Eventually, Morgan left, the Ride Along star said in the deposition, and he and Montia fell asleep.
“I did not have sex with [Montia] that night,” he said. “I had sex with her the following morning. She woke me up.”
Hart details his and Montia’s romp and claims, in hindsight, he realised she was trying to “get closer to the [hidden] camera” that ultimately recorded a sex tape allegedly used to extort him at the time.
The Jumanji actor further alleged that he believed the camera was, in fact, hidden in advance by someone because he never felt Montia leave the bed.

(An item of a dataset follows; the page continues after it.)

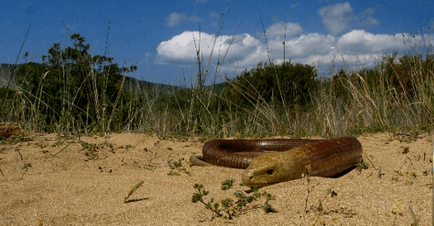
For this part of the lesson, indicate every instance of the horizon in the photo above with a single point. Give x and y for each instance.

Reps for Hart didn’t immediately return Page Six’s request for comment.
About a year after the tape was filmed, Hart’s friend Jackson was arrested and charged with two felony counts of extortion. The charges against him were eventually dropped in 2021.
Jackson, however, filed a lawsuit against Hart last month, claiming the stand-up comic fabricated evidence and broke a subsequent contract.
According to Jackson’s lawsuit, he and Hart signed a “meticulously negotiated” settlement agreement in July 2021 that explained Hart would “issue a powerful public statement proclaiming [Jackson’s] innocence” in the sex tape scandal.
Jackson, 47, claimed Hart was supposed to say that “the incident” cost him “a very valuable friendship,” that he “lost someone close” to him whom he “loved,” that he’s “proud to say that all [the] charges against JT Jackson have been dropped” and that Jackson “is not guilty and had nothing to do with it.”
Instead, three months later, Hart wrote on Instagram that Jackson had “been found not guilty” because “those charges have been dropped against him.”
The Budz House actor felt Hart’s statement failed to “clear [Jackson’s] name unequivocally and restore his reputation.”
Jackson is seeking more than $US12 million in damages and a trial.